GEOCINEMA / Kunsthall Trondheim

AFTER MAKING OF EARTHS

INSTAGRAM LIVE – COMBINES STREAM @kunsthalltrondheim & @teks.no / October 8, 2020 @ 17:00 – 18:00
Curator and moderator: Stefanie Hessler, KUNSTHALL TRONDHEIM

GEOCINEMA Asia Bazdyrieva / Solveig Suess

Geocinema considers planetary-scale networks—cell phones, surveillance cameras, satellites, geosensors—as a vastly distributed cinematic apparatus. Their “stitching” processes are used for imperial observation, surveillance, verification, and tracking.
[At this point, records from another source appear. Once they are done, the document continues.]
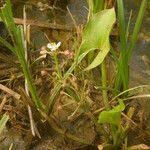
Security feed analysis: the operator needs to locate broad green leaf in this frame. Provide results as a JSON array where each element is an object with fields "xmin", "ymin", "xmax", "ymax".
[
  {"xmin": 0, "ymin": 113, "xmax": 9, "ymax": 134},
  {"xmin": 98, "ymin": 99, "xmax": 125, "ymax": 126},
  {"xmin": 77, "ymin": 8, "xmax": 116, "ymax": 70}
]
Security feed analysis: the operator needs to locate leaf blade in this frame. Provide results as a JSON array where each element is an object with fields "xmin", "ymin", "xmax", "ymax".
[
  {"xmin": 98, "ymin": 99, "xmax": 125, "ymax": 126},
  {"xmin": 77, "ymin": 8, "xmax": 116, "ymax": 70}
]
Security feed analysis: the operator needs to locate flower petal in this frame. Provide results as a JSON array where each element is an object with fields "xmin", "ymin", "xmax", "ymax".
[
  {"xmin": 56, "ymin": 42, "xmax": 61, "ymax": 48},
  {"xmin": 51, "ymin": 47, "xmax": 57, "ymax": 51},
  {"xmin": 47, "ymin": 43, "xmax": 53, "ymax": 49}
]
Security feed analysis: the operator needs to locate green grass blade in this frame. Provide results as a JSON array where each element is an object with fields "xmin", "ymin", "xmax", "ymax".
[
  {"xmin": 117, "ymin": 0, "xmax": 126, "ymax": 51},
  {"xmin": 93, "ymin": 0, "xmax": 105, "ymax": 13},
  {"xmin": 0, "ymin": 0, "xmax": 45, "ymax": 111},
  {"xmin": 65, "ymin": 86, "xmax": 80, "ymax": 102},
  {"xmin": 110, "ymin": 46, "xmax": 119, "ymax": 64},
  {"xmin": 101, "ymin": 61, "xmax": 110, "ymax": 110},
  {"xmin": 0, "ymin": 113, "xmax": 9, "ymax": 134},
  {"xmin": 114, "ymin": 0, "xmax": 129, "ymax": 93},
  {"xmin": 126, "ymin": 10, "xmax": 133, "ymax": 42},
  {"xmin": 111, "ymin": 85, "xmax": 150, "ymax": 102},
  {"xmin": 127, "ymin": 0, "xmax": 148, "ymax": 61},
  {"xmin": 0, "ymin": 37, "xmax": 16, "ymax": 53},
  {"xmin": 48, "ymin": 61, "xmax": 77, "ymax": 113}
]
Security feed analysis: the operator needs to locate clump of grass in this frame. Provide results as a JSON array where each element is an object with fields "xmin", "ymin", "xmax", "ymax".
[
  {"xmin": 0, "ymin": 0, "xmax": 45, "ymax": 111},
  {"xmin": 114, "ymin": 0, "xmax": 148, "ymax": 94}
]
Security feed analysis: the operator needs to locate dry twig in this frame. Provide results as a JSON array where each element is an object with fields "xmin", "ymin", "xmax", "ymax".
[{"xmin": 0, "ymin": 84, "xmax": 20, "ymax": 100}]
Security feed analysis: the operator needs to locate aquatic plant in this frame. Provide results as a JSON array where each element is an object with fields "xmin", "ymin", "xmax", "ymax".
[
  {"xmin": 87, "ymin": 0, "xmax": 149, "ymax": 149},
  {"xmin": 0, "ymin": 0, "xmax": 45, "ymax": 110},
  {"xmin": 0, "ymin": 0, "xmax": 149, "ymax": 149},
  {"xmin": 48, "ymin": 0, "xmax": 149, "ymax": 148},
  {"xmin": 114, "ymin": 0, "xmax": 148, "ymax": 94}
]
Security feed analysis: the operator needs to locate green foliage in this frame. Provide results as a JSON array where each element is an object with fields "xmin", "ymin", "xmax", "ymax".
[
  {"xmin": 0, "ymin": 113, "xmax": 9, "ymax": 134},
  {"xmin": 0, "ymin": 0, "xmax": 148, "ymax": 147},
  {"xmin": 48, "ymin": 8, "xmax": 116, "ymax": 112},
  {"xmin": 98, "ymin": 99, "xmax": 126, "ymax": 148},
  {"xmin": 65, "ymin": 86, "xmax": 80, "ymax": 102},
  {"xmin": 114, "ymin": 0, "xmax": 148, "ymax": 93},
  {"xmin": 127, "ymin": 0, "xmax": 148, "ymax": 61},
  {"xmin": 93, "ymin": 0, "xmax": 105, "ymax": 13},
  {"xmin": 98, "ymin": 99, "xmax": 125, "ymax": 126},
  {"xmin": 0, "ymin": 0, "xmax": 45, "ymax": 110},
  {"xmin": 88, "ymin": 0, "xmax": 105, "ymax": 18},
  {"xmin": 94, "ymin": 0, "xmax": 148, "ymax": 148},
  {"xmin": 78, "ymin": 8, "xmax": 116, "ymax": 70}
]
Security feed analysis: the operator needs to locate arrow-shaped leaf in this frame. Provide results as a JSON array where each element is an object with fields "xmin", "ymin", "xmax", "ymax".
[
  {"xmin": 77, "ymin": 8, "xmax": 116, "ymax": 70},
  {"xmin": 98, "ymin": 99, "xmax": 125, "ymax": 126}
]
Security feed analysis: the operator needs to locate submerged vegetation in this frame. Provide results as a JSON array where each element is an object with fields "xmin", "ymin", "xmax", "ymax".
[{"xmin": 0, "ymin": 0, "xmax": 150, "ymax": 149}]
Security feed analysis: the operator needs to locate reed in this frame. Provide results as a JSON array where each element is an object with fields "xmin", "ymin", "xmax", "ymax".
[{"xmin": 0, "ymin": 0, "xmax": 45, "ymax": 110}]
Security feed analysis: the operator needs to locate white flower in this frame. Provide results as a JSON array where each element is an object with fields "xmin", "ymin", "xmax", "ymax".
[{"xmin": 47, "ymin": 42, "xmax": 61, "ymax": 51}]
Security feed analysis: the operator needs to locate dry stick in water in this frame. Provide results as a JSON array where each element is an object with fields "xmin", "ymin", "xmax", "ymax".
[
  {"xmin": 0, "ymin": 18, "xmax": 74, "ymax": 31},
  {"xmin": 0, "ymin": 84, "xmax": 20, "ymax": 100},
  {"xmin": 0, "ymin": 96, "xmax": 7, "ymax": 113},
  {"xmin": 0, "ymin": 16, "xmax": 74, "ymax": 30}
]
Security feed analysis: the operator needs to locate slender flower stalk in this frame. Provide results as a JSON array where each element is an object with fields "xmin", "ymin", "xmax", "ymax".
[{"xmin": 46, "ymin": 42, "xmax": 62, "ymax": 80}]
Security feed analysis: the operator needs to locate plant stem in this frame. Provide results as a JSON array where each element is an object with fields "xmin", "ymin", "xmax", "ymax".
[
  {"xmin": 101, "ymin": 60, "xmax": 122, "ymax": 148},
  {"xmin": 101, "ymin": 60, "xmax": 110, "ymax": 110},
  {"xmin": 114, "ymin": 0, "xmax": 129, "ymax": 94},
  {"xmin": 48, "ymin": 61, "xmax": 77, "ymax": 114},
  {"xmin": 53, "ymin": 53, "xmax": 62, "ymax": 80}
]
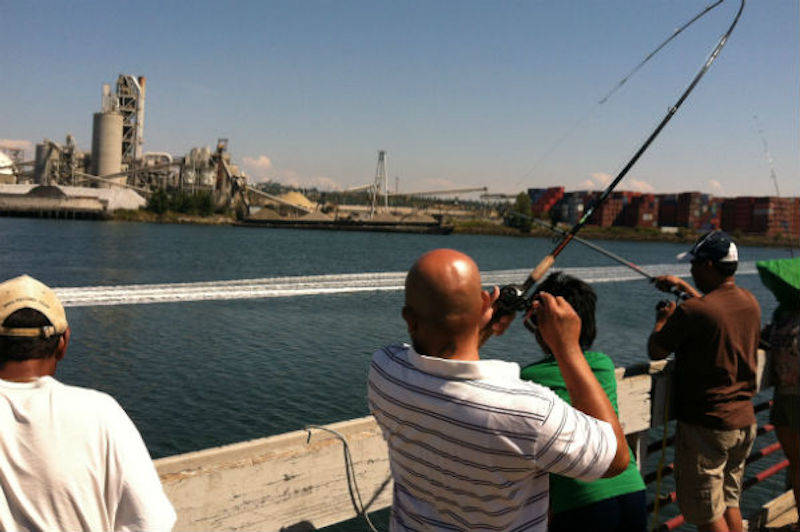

Whether planned or accidental, they contribute to a visual culture for an uncertain future-present and yet, this “camera” is framing a form of “geocinema.”

In this performance lecture, Geocinema consider this vast geocinematic apparatus as generator of a new form of distributed, machine-aided intelligence. The collective traces its creations and points it towards modes of seeing otherwise.

geocinema.network

Geocinema consists of art historian Asia Bazdyrieva and film-maker Solveig Suess. Bazdyrieva studied analytical chemistry at the Kyiv National University (2009) and art history at The City University of New York as a Fulbright grantee (2017). Suess completed her undergraduate in Visual Communication at the Glasgow School of Art, with her post- graduate at the Centre for Research Architecture, Goldsmiths University, London (2017). Bazdyrieva and Suess started their collaboration at The New Normal think-tank, Strelka Institute, Moscow (2018). In 2018–19 they were fellows in the global research network Digital Earth.